Another important point is the filtering of the recorded FV data (exclusion of some attempts) based on some basic physiological principles: force must be lower with increasing velocity; and power must be higher with increasing velocity until one point (apex) after which power must be lower with increasing velocity. Despite the limitation that reliability was not assessed in the current investigation, this filtering has previously shown to improve reliability of results derived from the FV relationship (Alcazar et al. 2017). Perhaps, the use of simplified methods lacking this data exclusion procedure in studies on the FV relationship may be behind the low between-day reliability found by other studies (Valenzuela et al. 2021; Lindberg et al. 2021a), which may lead to participant misclassification. The latter may in turn be related to the absence of benefit of using an individualized resistance training approach based on FV testing reported by other study (Lindberg et al. 2021b). Another important source of poor reliability has been shown to be the evaluation of a limited range of FV data (García-Ramos et al. 2021). In this sense, we have also reported that the use of a simplified protocol (linear equation) may hide some of the actual adaptations achieved by a resistance training program, which, in turn, were observed when a traditional method (hyperbolic equation) was applied (Alcazar et al. 2021a). These limitations would be avoided by following the filtering process and using the hybrid equation reported in the current manuscript.
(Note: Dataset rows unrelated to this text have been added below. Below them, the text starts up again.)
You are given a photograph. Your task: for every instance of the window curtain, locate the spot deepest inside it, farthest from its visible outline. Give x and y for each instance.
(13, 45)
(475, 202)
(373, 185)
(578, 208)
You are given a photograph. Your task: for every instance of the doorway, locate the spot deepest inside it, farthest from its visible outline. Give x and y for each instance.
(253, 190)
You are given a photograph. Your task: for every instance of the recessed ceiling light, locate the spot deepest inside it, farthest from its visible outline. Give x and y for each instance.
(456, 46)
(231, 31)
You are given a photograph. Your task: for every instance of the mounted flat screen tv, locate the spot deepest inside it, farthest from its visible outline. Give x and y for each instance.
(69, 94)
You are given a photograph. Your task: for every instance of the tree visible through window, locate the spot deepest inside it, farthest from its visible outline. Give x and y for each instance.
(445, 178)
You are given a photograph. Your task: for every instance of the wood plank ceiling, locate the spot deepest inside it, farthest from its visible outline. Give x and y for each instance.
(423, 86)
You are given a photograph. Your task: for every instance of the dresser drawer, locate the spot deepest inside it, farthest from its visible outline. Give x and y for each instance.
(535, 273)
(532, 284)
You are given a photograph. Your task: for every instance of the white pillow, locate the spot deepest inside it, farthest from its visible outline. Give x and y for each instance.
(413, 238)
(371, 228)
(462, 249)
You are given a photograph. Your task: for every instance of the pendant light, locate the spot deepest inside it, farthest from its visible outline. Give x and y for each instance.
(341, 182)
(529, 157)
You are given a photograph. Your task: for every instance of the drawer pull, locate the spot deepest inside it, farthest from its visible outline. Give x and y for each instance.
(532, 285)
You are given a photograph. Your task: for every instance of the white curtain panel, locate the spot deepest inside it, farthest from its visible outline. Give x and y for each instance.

In any case, it is important to note that V0 values provided by any of the equations present a certain degree of uncertainty given the region of the FV relationship that remains unexplored (below 34% of F0 in the leg press and 18% of F0 in the bench press exercises). Thus, future studies should focus on developing adequate procedures that can capture FV data as close as possible to the actual V0. In that scenario, only a curvilinear function (e.g., hybrid equation) would provide an adequate fit. Again, there are some scenarios where using a linear equation might be preferred: collected values correspond to FV data above 45% of F0; and collected values correspond to data above and below 45% of F0, but the linear equation is applied only to data above 45% of F0. In any of these scenarios, the limitations of linear FV equations should be known and acknowledged.

Conclusion

An FV equation combining a linear and a hyperbolic part showed to fit adequately recorded FV data from ~ 20 to 100% of F0. Importantly, this equation overcomes the limitations shown by linear equations while providing relevant data that may be used for different purposes, such as talent or deficit identification, as well as for the prescription of individual resistance training programs. Finally, establishing objective exclusion criteria for the recorded data based on physiological principles may provide more valid and reliable information on the actual FV relationship.